Saturday, September 8, 2007

when it rains...

to know it's real...
it has to hurt.

to love someone so much it hurts....
is reality.


distance is my killer. it will be the death of me. i know. i can tell already.

the people i'm around all the time are the ones who i think about....the ones who change me day to day are the one who chain my heart. but as the distance grows....the chains loosen. i don't know if i feel trapped and need to break free or if i just look for the easy way out. either way all i do is end up hurting other people....and me. i don't want it to be like this. i don't want to lose contact with best friends.....i don't want to get detached from boyfriends enough to run to someone else ONLY because they're there. when i need comfort...i guess i need it immediately. when i need someone....anyone.....i run to the person i can get to fastest. all my relationships with my friends and family and everyone has been based around this. i hate it. i want there to be a set limit of love i have for people. i want to love people because of who they are....not because of where they are.
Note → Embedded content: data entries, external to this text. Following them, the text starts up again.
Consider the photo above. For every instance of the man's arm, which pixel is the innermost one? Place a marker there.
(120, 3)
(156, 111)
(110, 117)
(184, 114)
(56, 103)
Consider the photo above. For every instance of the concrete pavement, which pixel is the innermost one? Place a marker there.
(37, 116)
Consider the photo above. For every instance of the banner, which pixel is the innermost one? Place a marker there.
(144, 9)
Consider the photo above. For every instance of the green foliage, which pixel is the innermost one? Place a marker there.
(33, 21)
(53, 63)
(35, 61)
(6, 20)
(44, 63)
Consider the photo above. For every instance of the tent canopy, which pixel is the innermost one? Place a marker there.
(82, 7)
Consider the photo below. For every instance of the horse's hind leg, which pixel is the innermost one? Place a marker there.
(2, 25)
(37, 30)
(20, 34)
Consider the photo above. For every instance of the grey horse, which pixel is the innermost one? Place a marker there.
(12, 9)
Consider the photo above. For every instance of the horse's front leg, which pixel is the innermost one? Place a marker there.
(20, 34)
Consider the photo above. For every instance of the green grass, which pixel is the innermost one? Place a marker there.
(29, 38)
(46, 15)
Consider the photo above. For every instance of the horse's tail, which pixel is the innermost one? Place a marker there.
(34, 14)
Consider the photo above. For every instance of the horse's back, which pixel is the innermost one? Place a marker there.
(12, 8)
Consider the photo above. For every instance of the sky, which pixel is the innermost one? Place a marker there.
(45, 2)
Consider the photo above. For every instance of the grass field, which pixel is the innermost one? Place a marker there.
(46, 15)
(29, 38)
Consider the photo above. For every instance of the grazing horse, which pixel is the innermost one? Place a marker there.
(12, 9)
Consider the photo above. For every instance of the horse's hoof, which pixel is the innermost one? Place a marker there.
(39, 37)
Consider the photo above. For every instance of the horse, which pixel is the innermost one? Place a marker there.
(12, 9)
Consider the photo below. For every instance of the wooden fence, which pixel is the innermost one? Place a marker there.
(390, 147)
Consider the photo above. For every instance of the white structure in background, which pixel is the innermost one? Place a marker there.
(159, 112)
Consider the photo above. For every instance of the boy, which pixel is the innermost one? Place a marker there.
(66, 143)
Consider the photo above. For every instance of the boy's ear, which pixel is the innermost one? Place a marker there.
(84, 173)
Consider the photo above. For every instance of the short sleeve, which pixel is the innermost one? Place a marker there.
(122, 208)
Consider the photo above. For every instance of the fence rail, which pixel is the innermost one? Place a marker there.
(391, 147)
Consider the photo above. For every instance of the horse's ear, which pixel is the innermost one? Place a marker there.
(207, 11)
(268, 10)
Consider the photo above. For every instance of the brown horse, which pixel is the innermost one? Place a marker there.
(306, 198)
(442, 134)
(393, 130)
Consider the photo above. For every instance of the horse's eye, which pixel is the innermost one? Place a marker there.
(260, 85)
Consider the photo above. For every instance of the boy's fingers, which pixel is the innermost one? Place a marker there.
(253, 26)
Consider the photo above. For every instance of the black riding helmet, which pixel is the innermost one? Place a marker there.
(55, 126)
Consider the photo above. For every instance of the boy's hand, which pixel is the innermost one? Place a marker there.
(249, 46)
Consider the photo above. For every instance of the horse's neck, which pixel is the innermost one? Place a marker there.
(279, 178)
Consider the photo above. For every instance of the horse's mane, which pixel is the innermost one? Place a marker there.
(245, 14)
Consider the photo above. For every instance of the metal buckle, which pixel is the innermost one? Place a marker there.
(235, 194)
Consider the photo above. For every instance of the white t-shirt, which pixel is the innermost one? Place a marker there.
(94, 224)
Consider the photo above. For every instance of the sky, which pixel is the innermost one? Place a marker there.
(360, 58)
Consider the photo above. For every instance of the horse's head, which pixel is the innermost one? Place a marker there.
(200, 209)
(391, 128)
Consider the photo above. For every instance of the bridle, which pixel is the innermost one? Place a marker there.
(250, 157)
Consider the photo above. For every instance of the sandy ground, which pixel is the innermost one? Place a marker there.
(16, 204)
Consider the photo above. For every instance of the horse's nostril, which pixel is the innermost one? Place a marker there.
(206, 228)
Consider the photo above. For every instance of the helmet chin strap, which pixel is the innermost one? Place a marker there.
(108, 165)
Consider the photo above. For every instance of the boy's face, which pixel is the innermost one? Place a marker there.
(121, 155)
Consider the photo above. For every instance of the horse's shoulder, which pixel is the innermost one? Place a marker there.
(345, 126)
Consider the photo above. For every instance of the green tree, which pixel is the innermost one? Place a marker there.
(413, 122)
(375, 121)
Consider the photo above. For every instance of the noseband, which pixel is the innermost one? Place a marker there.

its amazing how much we fight for each others love. its amazing how much loving someone else can hurt.
to want to be the person they need.
to need to be the person they want.
it's soooo hard. to be away and have to listen to your friends talk about having fun without you and not be the person they need to tell things to...kills. it hurts to not share the memories. jealousy.....is the killer of love.....the killer of friendship.

i am jealous of every other person
who has ever made you laugh.
who has ever made you cry.
who has ever share a secret with you.
who has ever know anything about you that i didn't.
who has ever made you change.
who has ever meant anything to you.

i am a killer

in a way we're all like this with every person we meet. we need to mean everything.....

there is one girl i know who can do this....shes managed to make every person she's ever met think that to her they were the world. she has destroyed more hearts than she'll ever know. but she has shown me the key....to go into relationships knowing that at some point you'll only 2nd best. if you go in thinking this....you wont ever get hurt.

if you ever love someone and don't feel jealous then you don't really love that person.
we all must be killers
to really love we must destroy at the same time.